# [SPOILER] The 100 S06 : What do you think they'll look like?



## Noctosphere (Aug 21, 2018)

So, at the very end of season 5 of The 100, our heroes discovered a new planet
Apparently, Jason Rothenberg already confirmed that there will be alien in next season
This thread is about what you imagine they'll look like.
This thread can also derail and become a pure "Discussion thread" about The 100 S06

Personally, I think there will be 2 groups of "grounders" on this planet
The first are humans like the main characters. They would be descendant of Eligius III mission crew. Apparently, Eligius III crew received Nightblood treatment to be able to live on a two-sun planet

The second group of grounders will be real aliens...
About those one, I have absolutely no idea of what they'll look like
However, i'm pretty sure we all have a fertile imagination and think of what they'll look like
Personally, I imagine them as "blue-skinned" human with cold blood
Seriously, cold blooded human on a two-sun planet would fit perfectly,l don't you think?

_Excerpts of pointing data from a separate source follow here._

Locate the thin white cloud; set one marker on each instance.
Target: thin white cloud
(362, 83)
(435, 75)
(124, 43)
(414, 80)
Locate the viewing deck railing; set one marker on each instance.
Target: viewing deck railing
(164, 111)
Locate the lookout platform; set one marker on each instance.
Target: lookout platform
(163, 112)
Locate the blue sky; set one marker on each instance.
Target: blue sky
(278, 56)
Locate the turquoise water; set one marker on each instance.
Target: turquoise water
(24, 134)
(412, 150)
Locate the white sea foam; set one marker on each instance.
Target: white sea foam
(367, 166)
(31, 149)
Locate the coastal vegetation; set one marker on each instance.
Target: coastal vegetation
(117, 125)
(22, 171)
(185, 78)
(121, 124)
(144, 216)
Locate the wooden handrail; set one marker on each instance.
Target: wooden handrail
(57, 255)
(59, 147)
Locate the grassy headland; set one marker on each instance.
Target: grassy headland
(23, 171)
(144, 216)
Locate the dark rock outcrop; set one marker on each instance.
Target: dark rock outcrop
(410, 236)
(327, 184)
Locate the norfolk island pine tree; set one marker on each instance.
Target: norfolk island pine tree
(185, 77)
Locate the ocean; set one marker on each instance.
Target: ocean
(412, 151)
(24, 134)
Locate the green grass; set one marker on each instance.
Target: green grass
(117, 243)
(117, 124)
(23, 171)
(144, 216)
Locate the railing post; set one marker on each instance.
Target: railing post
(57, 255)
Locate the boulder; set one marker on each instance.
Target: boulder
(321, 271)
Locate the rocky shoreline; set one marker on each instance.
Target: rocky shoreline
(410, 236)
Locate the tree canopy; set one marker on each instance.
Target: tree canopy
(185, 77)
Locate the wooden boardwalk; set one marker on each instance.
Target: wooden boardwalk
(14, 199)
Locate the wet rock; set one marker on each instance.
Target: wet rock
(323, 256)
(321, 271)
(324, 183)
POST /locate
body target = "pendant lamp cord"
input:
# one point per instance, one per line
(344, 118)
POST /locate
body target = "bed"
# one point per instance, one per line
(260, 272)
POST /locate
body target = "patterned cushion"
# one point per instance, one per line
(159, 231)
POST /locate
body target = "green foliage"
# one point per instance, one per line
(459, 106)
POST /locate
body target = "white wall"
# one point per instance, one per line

Give us your expectation for Season 6


----------



## AmandaRose (Aug 28, 2018)

I have it on good authority that all the aliens will look like someone called Amanda Jane Rose whoever that is lol.


----------



## Noctosphere (Aug 28, 2018)

AmandaRose said:


> I have it on good authority that all the aliens will look like someone called Amanda Jane Rose whoever that is lol.


this isnt eof girl...


----------



## AmandaRose (Aug 28, 2018)

Noctosphere said:


> this isnt eof girl...


I don't care I'm being a rebel tonight screw the rules lol


----------



## Noctosphere (Aug 28, 2018)

AmandaRose said:


> I don't care I'm being a rebel tonight screw the rules lol


The 100 is my favorite tv show...
Don't screw a serious thread about it, please


----------



## Noctosphere (Oct 12, 2018)

Completly forgot to.say it
Confirmed, no alien



Spoiler: spoiler.about s06



but apparently, the planet is inhabited. Probably by Eligius III crew


----------



## Noctosphere (Dec 12, 2018)




----------



## Noctosphere (Jan 11, 2019)

Confirmed to premiere on April 30th
Yay


----------



## Noctosphere (Mar 27, 2019)




----------



## Noctosphere (Mar 29, 2019)




----------



## Noctosphere (Apr 5, 2019)




----------



## morvoran (Apr 5, 2019)

I'm sure that no matter what the aliens look like, Clark will either kill them or be responsible for them being killed.  She has been becoming more and more like the evil character in the show.  Either she's killing somebody or having sex with all the women.


----------



## Noctosphere (Apr 5, 2019)

morvoran said:


> I'm sure that no matter what the aliens look like, Clark will either kill them or be responsible for them being killed.  She has been becoming more and more like the evil character in the show.  Either she's killing somebody or having sex with all the women.


Read comment
Its been confirmed its not really aliens


----------



## morvoran (Apr 5, 2019)

Noctosphere said:


> Read comment
> Its been confirmed its not really aliens


Well, I'm sure she'll find something to kill.


----------



## Noctosphere (Apr 6, 2019)

S06e01 and.s06e02 leaked

I have them on my plex server


----------



## Noctosphere (Apr 7, 2019)

So... after watching the first leaked episode
I can confirm something
Every season, we meet a different kind of technology
Season 1 : Primitive technology
Season 2 : Modern technology
Season 3 : Syfy technology
Season 4 : Survivalist technology
Season 5 : Futuristic technology
Season 6 : Alien technology

Yes, alien... even if they were created by humans
It looks alienish
Heres an exemple of technology i saw in the first episode


Spoiler



A radiation fence. When someone cross in, radiation shock are shot at him
I wont spoil too much, but lets say that Clarke is immune to it


I havent seen much so far, but from ive seen from the opening
It looks like there are stasis shield around a village
Im hyped to see more


----------